Sulla morte di Luca Piscopo, il quindicenne napoletano morto il 2 dicembre scorso, ci sono due indagati per omicidio colposo. Il medico curante del ragazzo e un cittadino cinese titolare del ristorante del Vomero dove lo studente di Soccavo era andato a pranzo, prima del malore che l’ha condotto alla morte.

Luca Piscopo si è sentito male, assieme a tre amiche, subito dopo il pranzo

L’inchiesta è condotta dai pm Federica D’Amodio e Luigi Landolfi. I familiari del quindicenne sono assistiti dall’avvocata Marianna Borrelli, che ha detto a Repubblica: «Nessuna indagine potrà restituire Luca ai suoi cari, i genitori però chiedono di sapere come sia potuto accadere che un ragazzo sanissimo, che non aveva mai sofferto di alcuna patologia, sia morto a soli 15 anni». Ecco la ricostruzione dei fatti, secondo l’edizione napoletana del quotidiano. Luca Piscopo, assieme a tre amiche, il 23 novembre aveva pranzato in un ristorante cinese del Vomero. Con la formula a prezzo fisso (14,99 euro) aveva pranzato mangiando anche del pesce crudo, come sushi. Subito dopo il pranzo, tutti e quattro, avevano accusato i sintomi caratteristici di un’intossicazione alimentare, in almeno un caso poi diagnosticata come provocata dal batterio della salmonella.

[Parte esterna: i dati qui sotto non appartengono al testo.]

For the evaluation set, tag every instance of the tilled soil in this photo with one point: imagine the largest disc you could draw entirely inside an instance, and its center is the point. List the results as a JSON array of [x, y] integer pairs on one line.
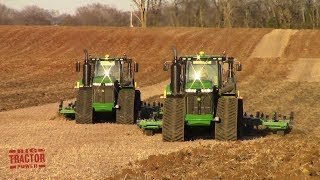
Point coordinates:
[[37, 68]]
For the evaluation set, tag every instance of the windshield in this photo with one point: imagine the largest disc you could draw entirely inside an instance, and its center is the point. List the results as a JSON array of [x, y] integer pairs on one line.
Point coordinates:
[[108, 69], [202, 70]]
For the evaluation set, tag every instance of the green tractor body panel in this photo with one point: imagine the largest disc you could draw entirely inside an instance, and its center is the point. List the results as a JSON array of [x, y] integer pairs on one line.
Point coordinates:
[[103, 107], [150, 124], [205, 84], [101, 79], [106, 77], [69, 113], [276, 125], [198, 120]]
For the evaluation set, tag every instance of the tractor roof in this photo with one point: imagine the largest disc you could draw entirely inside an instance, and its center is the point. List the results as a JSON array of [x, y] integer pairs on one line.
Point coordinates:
[[206, 57], [121, 58]]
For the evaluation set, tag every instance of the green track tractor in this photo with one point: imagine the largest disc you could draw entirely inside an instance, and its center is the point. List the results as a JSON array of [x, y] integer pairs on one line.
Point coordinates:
[[106, 91], [203, 93]]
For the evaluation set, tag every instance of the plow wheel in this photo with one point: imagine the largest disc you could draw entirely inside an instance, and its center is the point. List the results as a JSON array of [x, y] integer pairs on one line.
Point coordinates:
[[173, 119], [227, 111], [84, 106], [126, 102]]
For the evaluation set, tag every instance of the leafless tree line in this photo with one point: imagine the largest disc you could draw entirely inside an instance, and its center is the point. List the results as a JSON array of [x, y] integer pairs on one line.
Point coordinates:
[[195, 13]]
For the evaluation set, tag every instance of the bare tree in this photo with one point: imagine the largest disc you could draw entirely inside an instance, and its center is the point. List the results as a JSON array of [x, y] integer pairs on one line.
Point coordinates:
[[142, 6]]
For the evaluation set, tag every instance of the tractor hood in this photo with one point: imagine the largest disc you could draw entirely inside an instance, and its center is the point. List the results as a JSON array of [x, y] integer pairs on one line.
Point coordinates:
[[108, 81], [199, 84]]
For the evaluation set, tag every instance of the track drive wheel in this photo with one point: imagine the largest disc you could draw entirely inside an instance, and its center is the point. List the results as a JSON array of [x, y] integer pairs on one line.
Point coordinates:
[[84, 106], [126, 112], [227, 111], [173, 119]]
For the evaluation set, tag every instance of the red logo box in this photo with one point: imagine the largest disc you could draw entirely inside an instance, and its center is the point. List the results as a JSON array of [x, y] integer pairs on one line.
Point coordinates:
[[27, 158]]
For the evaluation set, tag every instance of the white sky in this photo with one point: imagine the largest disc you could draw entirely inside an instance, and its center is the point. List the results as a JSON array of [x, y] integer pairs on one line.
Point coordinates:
[[65, 6]]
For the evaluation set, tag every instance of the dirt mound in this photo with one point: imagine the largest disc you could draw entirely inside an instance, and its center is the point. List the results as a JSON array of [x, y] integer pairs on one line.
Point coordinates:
[[273, 44], [305, 70]]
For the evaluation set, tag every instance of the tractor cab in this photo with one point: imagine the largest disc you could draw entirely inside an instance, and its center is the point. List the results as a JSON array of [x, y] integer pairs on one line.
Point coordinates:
[[111, 70], [202, 73]]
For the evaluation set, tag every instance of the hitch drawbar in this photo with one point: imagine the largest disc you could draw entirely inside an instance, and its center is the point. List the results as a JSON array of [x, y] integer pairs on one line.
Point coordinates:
[[276, 122]]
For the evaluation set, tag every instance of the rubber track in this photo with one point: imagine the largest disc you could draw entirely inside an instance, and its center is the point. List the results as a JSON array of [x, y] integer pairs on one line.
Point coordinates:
[[84, 106], [126, 101], [173, 119], [226, 129]]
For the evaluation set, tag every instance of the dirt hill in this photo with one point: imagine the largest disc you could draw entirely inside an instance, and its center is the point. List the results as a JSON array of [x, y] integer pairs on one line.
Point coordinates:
[[281, 73]]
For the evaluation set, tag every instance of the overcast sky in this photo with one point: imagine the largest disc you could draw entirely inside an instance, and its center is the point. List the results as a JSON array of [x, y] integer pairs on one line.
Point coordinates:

Il ristorante cinese resta regolarmente aperto

Il ristorante cinese risulta tuttora regolarmente aperto dato che, in questo momento delle indagini, gli inquirenti non hanno trovato prove del nesso tra la morte di Luca e il pranzo. Si attendono gli esiti dell’autopsia, eseguita nei giorni scorsi dal medico legale Alfonso Maiellaro e dall’anatomopatologo Oscar Nappi e i test dell’infettivologa Tiziana Ascione. Gli esperti devono accertare se il ragazzo avesse eventuali problemi di salute non diagnosticati. Il 23 novembre, Luca Piscopo, poche ore dopo il pranzo si era sentito male, con febbre alta, diarrea e vomito. Dopo i primi sintomi, il medico aveva prescritto un antipiretico per la febbre e fermenti lattici per i disturbi intestinali, poi aveva aggiunto un antibiotico. Trascorsa una settimana, la febbre era finalmente scesa e la situazione sembrava in lento miglioramento. Invece, il 2 dicembre scorso, Luca si è spento, lasciando i familiari sconvolti e increduli.

Tifosissimo del Napoli, Luca studiava al liceo Pansini di Soccavo. I funerali sono stati celebrati sabato scorso alla presenza di numerose persone tra amici, parenti e conoscenti. Anche la tifoseria partenopea ha voluto ricordare il suo giovane tifoso, in occasione del recente match di Serie A tra Napoli e Atalanta, esponendo allo stadio uno striscione con la scritta: “Ciao, piccolo Luca”.